I FLUSH THE MAP DOWN THE PLANE’S TOILET after memorizing exactly where the circle is drawn. I wash the grit off my scratched hands and pat my bloody knees with a wet wad of toilet paper. And then I make my way out to my chair and strap myself in. Necktie is watching my every move. I trade him a scowl for his leer, and he picks up a magazine so he doesn’t have to look at me.
And then we’re moving. Baldy comes back and takes the seat across from me, strapping himself in as we begin to taxi down the runway. I want to throw up. I have never left terra firma. Be strong, I urge myself. Don’t show any weakness. I cross my arms over my chest and close my eyes, like I’m settling in for a nap. Squinting with one eye, I see that the men are both engrossed in sports magazines and no longer watching me.
I have been thinking about what I could do to stop the plane. Does a plane have spark plugs? I think.
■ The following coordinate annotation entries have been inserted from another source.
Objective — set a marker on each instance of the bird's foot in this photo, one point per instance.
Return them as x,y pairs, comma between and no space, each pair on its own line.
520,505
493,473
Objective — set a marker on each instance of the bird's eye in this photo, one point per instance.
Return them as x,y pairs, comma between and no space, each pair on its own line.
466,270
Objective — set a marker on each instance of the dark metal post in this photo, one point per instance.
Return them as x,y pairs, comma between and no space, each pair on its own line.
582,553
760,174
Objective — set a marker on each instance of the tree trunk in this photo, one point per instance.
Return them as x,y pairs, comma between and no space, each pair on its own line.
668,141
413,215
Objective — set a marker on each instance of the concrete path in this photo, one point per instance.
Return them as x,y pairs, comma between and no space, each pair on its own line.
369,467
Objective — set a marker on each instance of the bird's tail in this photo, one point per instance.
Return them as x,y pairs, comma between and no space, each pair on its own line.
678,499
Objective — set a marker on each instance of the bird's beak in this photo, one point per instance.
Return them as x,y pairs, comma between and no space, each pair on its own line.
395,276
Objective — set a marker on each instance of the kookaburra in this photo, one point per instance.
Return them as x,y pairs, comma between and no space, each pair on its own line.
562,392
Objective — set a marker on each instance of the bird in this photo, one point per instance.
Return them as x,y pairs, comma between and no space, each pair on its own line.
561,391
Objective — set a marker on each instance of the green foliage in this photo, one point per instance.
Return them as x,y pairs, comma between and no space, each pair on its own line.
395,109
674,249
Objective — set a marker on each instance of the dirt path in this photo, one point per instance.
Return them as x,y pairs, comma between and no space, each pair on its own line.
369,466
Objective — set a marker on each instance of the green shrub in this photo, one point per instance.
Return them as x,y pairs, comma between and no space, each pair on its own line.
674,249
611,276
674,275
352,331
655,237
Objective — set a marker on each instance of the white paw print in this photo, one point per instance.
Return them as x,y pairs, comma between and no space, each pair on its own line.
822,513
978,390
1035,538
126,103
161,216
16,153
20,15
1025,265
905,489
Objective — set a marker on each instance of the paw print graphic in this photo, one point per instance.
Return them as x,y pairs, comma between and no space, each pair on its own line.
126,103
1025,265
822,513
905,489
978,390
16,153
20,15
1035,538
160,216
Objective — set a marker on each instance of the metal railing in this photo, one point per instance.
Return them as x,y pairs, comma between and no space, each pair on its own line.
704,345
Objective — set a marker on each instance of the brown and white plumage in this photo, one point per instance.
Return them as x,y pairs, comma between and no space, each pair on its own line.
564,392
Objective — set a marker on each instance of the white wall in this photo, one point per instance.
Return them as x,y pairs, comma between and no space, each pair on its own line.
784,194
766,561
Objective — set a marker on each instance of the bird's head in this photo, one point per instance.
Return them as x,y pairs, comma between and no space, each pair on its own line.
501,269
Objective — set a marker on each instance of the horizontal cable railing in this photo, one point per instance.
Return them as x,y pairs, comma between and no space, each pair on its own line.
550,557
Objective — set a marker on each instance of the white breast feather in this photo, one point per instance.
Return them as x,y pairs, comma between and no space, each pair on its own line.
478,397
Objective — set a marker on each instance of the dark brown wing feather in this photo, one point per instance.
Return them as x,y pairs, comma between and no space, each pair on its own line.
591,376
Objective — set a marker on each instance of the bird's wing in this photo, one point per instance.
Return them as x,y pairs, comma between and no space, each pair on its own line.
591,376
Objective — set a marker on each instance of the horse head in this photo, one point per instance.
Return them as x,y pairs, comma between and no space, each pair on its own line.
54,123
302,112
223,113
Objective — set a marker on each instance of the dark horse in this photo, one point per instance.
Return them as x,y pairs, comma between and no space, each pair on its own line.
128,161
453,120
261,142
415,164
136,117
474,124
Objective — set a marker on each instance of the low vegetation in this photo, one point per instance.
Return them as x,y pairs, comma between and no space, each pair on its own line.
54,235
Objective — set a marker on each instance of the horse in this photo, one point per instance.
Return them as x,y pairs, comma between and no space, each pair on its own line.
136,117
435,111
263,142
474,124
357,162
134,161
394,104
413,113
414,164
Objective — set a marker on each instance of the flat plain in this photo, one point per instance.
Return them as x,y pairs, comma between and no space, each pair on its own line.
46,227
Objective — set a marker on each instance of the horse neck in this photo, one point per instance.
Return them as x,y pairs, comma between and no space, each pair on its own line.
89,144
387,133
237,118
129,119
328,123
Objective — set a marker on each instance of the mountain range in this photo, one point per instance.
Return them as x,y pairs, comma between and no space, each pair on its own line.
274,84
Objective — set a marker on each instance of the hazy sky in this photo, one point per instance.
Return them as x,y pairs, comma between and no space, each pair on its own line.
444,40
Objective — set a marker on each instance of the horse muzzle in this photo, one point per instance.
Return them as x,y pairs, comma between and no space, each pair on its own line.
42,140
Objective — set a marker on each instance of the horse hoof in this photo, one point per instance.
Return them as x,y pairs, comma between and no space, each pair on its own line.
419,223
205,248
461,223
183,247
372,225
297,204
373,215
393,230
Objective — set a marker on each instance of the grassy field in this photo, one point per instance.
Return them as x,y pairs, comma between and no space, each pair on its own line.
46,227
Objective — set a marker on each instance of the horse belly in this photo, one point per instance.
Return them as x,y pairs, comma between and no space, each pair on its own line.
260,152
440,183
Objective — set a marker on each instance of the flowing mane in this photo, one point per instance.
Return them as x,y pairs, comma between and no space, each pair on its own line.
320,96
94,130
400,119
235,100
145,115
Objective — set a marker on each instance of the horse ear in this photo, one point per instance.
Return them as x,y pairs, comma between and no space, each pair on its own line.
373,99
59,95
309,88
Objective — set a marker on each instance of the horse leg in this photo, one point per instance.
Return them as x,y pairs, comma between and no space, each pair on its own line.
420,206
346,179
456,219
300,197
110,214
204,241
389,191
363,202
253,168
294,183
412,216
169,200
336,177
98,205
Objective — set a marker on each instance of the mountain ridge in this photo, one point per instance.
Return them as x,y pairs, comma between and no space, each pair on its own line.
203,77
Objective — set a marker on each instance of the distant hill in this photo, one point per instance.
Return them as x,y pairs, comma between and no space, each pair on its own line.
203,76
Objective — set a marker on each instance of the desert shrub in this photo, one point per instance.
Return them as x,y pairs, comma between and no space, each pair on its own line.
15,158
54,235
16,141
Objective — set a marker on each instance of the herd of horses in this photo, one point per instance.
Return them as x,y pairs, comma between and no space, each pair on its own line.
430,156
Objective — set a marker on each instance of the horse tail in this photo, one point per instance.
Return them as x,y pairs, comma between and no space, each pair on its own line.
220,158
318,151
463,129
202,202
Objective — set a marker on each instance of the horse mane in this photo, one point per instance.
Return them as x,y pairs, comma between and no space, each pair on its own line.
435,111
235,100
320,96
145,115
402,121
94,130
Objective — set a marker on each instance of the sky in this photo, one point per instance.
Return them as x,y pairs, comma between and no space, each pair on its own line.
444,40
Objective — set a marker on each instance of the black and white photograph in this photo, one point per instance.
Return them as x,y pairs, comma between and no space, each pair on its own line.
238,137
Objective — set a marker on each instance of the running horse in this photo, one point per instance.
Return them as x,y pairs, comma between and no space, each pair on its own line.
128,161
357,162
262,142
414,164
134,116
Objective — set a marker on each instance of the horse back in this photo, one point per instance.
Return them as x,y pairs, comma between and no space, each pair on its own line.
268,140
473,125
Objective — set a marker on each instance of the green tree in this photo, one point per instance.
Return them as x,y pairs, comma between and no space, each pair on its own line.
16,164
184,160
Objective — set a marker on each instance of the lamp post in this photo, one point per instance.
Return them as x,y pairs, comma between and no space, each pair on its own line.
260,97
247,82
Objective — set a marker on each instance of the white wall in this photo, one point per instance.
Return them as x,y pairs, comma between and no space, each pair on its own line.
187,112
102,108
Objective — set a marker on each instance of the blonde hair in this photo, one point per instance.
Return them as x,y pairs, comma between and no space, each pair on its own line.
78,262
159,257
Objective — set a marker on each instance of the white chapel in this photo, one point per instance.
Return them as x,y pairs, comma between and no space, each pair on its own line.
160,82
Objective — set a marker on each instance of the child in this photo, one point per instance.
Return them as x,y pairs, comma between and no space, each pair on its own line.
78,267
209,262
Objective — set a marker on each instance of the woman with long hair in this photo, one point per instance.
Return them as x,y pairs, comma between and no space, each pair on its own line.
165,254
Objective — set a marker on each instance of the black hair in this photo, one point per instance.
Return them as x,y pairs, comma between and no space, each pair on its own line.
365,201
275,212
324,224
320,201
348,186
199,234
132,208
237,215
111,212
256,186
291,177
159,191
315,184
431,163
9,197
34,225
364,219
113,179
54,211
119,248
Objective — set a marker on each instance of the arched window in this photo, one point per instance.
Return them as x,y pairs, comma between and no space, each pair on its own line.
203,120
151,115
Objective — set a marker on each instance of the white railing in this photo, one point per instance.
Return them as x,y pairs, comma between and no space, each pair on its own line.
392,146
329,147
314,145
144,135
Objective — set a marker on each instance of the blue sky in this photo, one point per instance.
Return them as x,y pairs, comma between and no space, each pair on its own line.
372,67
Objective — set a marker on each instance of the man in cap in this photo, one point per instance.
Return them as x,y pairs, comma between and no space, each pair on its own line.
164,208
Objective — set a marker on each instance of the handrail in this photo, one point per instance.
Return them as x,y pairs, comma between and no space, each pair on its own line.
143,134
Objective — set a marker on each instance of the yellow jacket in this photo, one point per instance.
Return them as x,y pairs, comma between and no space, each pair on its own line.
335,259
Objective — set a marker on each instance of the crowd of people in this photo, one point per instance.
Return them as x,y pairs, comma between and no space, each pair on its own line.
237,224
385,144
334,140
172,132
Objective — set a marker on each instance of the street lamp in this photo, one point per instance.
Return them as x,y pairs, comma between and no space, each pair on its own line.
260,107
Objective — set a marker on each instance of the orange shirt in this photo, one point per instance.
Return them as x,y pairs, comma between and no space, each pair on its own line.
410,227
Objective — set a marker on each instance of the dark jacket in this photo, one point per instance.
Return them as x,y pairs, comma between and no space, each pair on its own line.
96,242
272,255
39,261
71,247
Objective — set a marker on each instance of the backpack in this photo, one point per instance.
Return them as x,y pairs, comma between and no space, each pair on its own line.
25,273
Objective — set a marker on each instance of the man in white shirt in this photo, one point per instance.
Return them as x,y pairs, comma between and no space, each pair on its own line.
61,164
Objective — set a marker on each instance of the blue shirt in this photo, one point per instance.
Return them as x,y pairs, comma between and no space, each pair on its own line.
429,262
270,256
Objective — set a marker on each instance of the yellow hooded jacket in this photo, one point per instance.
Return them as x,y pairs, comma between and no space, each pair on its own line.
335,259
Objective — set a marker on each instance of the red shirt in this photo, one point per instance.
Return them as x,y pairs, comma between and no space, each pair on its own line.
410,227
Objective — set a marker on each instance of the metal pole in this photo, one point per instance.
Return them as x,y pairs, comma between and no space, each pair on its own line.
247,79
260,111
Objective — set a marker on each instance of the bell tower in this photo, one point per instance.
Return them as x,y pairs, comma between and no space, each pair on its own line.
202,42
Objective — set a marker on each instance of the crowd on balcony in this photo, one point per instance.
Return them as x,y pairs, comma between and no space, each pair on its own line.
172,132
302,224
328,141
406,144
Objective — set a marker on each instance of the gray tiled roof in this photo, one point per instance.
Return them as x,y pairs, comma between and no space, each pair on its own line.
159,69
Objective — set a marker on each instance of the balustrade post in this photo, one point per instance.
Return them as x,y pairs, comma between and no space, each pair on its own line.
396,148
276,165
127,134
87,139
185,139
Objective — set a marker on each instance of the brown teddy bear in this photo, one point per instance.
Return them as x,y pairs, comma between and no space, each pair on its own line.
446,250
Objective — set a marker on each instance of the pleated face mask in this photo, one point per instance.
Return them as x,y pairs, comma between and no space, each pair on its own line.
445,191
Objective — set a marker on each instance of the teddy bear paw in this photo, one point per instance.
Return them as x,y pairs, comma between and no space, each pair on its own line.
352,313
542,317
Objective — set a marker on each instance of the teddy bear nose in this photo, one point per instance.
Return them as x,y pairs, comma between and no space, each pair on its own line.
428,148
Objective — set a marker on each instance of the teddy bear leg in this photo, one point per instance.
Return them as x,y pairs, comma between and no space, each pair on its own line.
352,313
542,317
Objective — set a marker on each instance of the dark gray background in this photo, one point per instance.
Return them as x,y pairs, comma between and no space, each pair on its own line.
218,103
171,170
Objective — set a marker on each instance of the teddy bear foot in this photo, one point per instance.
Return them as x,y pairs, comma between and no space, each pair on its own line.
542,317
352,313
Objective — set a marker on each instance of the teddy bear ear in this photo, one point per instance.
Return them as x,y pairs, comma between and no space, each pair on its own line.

But the fear that I would do something that would kill us all keeps me from trying a Conjure with the engine.
I turn to look out the window just as we are lifting off the ground at a slow incline. Parting with earth. Joining the sky. When I think of airplanes, I think of bombs being dropped from them. Missiles travel by air. Nuclear weapons are delivered by air. The mushroom clouds and green haze of radiation that have populated my nightmares since I was a little child explode like an apocalyptic Fourth of July before my eyes, and I can’t help but shudder.
I dig my fingernails into my palms and try to calm myself. And suddenly we’re in the midst of the clouds, traveling through a fog. No visibility. Just when I think I see something flickering to one side of us and wonder if brigands could have hijacked an army plane, we burst through the cloud and are floating above a sea of soft cotton. And I remember that there was no World War III. That this airplane that I am in right now, this destination I am hurtling toward, are all a part of a functioning, modern world.